Zucchini pleases not only with its versatility of use in cooking, but also with its amazing unpretentiousness in care, as well as high yield. But if earlier I always regretted that the main wave of the harvest of this crop fell in the middle of summer, after which the bushes abruptly began to wither and lose ground, then over time I was able to achieve a longer period of fruiting from it.
By trial and error, I have identified for myself several simple techniques that help rejuvenate the bushes after the main wave of harvest and achieve the appearance of a new ovary on them. This gives us the opportunity to extend the harvest period of young fruits until the end of September, and in the warm autumn — until the end of October.
I begin to rejuvenate the bushes in the first half of August: by this time they have already given their main abundant harvest, which they use all their strength for, and become very unsightly in appearance.
The first reception. Infections – away!
First of all, I carefully inspect each bush and, if I notice the slightest signs of a fungal or viral disease on any specimen, I dig it up and burn it without hesitation so that it does not become a source of infection spreading to the rest of the plantation.

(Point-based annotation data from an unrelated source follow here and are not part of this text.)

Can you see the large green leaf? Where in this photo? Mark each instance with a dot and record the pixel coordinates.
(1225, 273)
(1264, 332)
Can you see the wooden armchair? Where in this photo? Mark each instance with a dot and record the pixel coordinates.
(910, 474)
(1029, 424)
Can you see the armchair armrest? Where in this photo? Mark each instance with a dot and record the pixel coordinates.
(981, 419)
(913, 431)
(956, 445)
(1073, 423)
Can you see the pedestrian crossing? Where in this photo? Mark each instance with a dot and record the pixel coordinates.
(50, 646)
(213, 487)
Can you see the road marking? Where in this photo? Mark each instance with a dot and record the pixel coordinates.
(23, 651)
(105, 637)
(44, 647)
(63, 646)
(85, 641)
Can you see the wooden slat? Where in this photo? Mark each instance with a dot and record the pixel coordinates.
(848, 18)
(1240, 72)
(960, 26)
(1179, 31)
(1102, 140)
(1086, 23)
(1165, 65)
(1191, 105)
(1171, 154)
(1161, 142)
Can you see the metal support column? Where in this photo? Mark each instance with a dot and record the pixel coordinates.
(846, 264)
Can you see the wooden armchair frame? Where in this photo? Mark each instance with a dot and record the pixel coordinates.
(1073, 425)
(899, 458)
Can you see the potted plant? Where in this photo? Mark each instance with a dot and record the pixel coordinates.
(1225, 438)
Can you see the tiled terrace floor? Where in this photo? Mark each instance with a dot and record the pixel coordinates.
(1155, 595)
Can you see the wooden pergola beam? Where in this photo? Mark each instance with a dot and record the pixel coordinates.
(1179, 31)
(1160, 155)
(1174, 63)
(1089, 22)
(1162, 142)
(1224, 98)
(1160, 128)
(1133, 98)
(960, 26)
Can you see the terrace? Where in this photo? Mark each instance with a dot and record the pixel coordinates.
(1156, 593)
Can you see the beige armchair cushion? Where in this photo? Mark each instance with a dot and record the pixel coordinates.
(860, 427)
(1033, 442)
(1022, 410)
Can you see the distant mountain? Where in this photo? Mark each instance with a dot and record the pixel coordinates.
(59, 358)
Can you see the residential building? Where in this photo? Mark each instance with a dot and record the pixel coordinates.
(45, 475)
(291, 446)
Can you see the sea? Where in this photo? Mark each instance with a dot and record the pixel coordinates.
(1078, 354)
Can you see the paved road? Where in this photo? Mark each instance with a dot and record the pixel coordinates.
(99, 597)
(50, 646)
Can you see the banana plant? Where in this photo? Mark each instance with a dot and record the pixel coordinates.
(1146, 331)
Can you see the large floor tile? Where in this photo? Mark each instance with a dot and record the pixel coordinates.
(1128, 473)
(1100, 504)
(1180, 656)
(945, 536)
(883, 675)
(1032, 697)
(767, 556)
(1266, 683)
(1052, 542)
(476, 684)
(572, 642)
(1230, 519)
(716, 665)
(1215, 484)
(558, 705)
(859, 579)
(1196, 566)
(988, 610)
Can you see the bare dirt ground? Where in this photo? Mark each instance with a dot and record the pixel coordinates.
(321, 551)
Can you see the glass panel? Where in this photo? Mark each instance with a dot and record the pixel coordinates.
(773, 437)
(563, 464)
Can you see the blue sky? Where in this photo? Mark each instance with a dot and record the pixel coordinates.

Then I take a sharp clean pruner and carry out a rejuvenating pruning of the remaining healthy, but always excessively thickened bushes. On each of them, I cut out all the old, yellowed leaves and remove 2-3 leaves located in the center of the outlet and preventing access of air, sunlight and pollinating insects to the flowers. In addition, I will certainly cut out all the leaves in contact with the ground.
I carry out the pruning procedure only in clear sunny weather and certainly in the morning so that the slices dry up during the day. In addition, for disinfection, immediately after pruning, I sprinkle each cut with sifted wood ash.
The second reception. Iodine, nitrogen and trace elements
The next day after pruning, I feed the zucchini with a solution of urea (carbamide) prepared at the rate of 1 tablespoon per 10 liters of water. I fertilize the plants in the morning after the next watering and pour 1 liter of this solution under each bush.
Towards the evening of the same day, I spray the bushes with an iodine solution enriched with trace elements. To do this, I add a bottle of pharmacy iodine (10 ml) and a drug containing a complex of trace elements to 10 liters of water. These fertilizers activate the growth of a new green mass, and iodine treatment serves as an excellent prevention of plant damage by fungal diseases.
A week after the first top dressing, I fertilize the plantings with a solution of mullein (1:10) or an infusion of chicken manure (1:15), pouring 1 liter of solution under each root after the next watering.
The third reception. Everyone take cover!
In September or only in October (depending on the weather), I set arcs over the garden with zucchini and cover them with a spanbond. The covering material allows plants to breathe and at night maintains the temperature inside such a greenhouse several degrees higher than “overboard”. In such conditions, the bushes continue to bloom and bear fruit.
The fourth reception. Manual pollination
In order for normal ovary formation to occur in a closed space, I regularly carry out manual pollination of bushes. To this end, I pluck a male flower, which is easy to identify by a long thin stem, tear off all the petals from it and walk its pistil along the stamens of 2-3 female inflorescences with short thickened stems. I do this with all the bushes, carrying out the procedure in the early morning hours.
After several ovaries are formed on each bush, I pinch the growth point on each and cut off all the inflorescences so that the plants let their juices flow not for the growth of greenery and unnecessary flowering, but for the filling of the harvest. In order for the formed ovary not to rot on the damp ground, I mulch the soil under the bushes with straw or sawdust, or I put pieces of plywood or polystyrene substrates under the fruits. These are the zucchini I have at the end of September (photo below).
In addition, in order to avoid rotting of fruits from the tip of each slightly grown ovary, I remove the dried corolla, which often begins to get wet and rot in a humid environment.
Thanks to these simple techniques, our family has the opportunity to feast on young zucchini until frost.